Jerry Beck, blogging at Cartoon Brew, is just now featuring a cartoon I've helped him "restore"—Ratskin (1929), Krazy's first sound short at Columbia. The Vitaphone Project recently recovered the film's long-lost soundtrack; Beck had his amateur video recording, and doing a little editing, I've aided in reuniting the two. And who knew? The usually far more kreative Krazy howls and yowls in a comically awful house cat impersonation, notable for its similarity to the poorly-received Felix "voice" Pat Sullivan employed at the time. Did the same actor meow badly for two New York studios? What was Charles Mintz thinking?
Maybe he felt it was the only way to tie into a famous song on the soundtrack! Ratskin is the first of many cartoons I know to enlist "Me-Ow," a 1909 pop tune by Harry Kerr and Mel B. Kaufman. Sylvester, Bosko, and Farmer Al Falfa have gamboled to this chestnut so often that almost every animation fan knows the melody—if not its name and theme. Here, courtesy of the invaluable UCSB Cylinder Archive, is Irving Kaufman performing the tune ten years after its creation:
Apart from being catchy in and of itself. "Me-Ow" exemplifies the bond between vintage cartoons and bygone cultural mores, a topic I'll be discussing fairly often here.
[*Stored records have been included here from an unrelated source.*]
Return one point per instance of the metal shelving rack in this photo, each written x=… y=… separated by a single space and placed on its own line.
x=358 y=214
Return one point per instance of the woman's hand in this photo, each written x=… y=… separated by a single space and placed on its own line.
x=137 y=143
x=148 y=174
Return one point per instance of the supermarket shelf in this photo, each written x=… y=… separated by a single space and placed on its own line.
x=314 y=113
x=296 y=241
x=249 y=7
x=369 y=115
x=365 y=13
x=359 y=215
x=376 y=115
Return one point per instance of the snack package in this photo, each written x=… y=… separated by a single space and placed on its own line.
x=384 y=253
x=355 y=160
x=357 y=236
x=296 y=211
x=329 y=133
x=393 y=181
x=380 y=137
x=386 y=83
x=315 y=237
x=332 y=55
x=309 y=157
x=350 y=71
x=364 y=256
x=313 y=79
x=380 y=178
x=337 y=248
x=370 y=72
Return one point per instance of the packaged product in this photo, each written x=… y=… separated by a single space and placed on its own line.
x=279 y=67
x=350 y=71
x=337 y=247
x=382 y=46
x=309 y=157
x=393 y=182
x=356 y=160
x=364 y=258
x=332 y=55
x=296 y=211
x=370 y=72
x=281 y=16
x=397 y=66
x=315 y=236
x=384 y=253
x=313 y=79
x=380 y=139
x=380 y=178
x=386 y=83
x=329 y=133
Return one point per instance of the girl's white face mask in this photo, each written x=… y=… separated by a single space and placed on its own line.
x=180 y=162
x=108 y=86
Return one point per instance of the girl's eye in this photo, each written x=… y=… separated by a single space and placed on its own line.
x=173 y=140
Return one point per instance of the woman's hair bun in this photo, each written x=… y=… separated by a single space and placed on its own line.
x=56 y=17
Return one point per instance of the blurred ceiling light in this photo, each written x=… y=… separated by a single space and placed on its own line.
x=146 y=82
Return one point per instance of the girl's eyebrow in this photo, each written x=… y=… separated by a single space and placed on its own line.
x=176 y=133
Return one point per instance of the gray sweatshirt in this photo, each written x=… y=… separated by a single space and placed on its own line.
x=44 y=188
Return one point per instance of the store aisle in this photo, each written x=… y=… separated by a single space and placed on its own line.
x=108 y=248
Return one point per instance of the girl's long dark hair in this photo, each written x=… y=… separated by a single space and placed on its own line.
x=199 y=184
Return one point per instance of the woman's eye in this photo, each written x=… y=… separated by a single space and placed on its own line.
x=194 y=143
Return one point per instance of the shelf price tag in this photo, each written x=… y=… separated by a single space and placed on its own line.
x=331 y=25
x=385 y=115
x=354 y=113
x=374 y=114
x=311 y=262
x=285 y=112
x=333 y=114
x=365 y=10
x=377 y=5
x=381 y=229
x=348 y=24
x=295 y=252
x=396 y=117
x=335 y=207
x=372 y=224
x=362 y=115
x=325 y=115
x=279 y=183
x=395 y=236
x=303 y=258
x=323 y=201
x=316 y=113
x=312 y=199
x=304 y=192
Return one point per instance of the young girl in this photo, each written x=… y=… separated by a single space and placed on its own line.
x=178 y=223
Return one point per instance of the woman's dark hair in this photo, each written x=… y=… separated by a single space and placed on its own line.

In the early 1900s, cats weren't just household pets; they were equally common as strays, and thus seen as symbols of illness, savagery, and feral behavior. Of course, such behavior often mandated societal "punishment." So the image of the cat as comedic fall guy was also born at this time—but with an undercurrent of grotesque realism rarely present today. The drowned cat, sacked and tossed in the river, was a fact of life in 1910. So was the cat on a fence being battered with boots, and the randy cat slain by its multiple mates. In "Everybody Knows It's There," a David Reed tune recorded in 1908 by Edward M. Favor, the narrative could casually describe "every cat in town" being "slaughtered"—presumably as disease-carriers—and expect listeners simply to smile at the animals' bad luck.
In line with this, is it such a surprise that "Me-Ow!" is actually about a pet owner's unsuccessful efforts to kill his furry ward? Maybe it made Jerry Mouse's top ten.

Hmm, it seems I've strayed rather far from Coconino County here. Then again, so would Columbia's version of Krazy Kat. Quick, Ignatz... the brick!
[Updated—thanks to Cole Johnson for corrections re: the Tammany society's Native American connection.]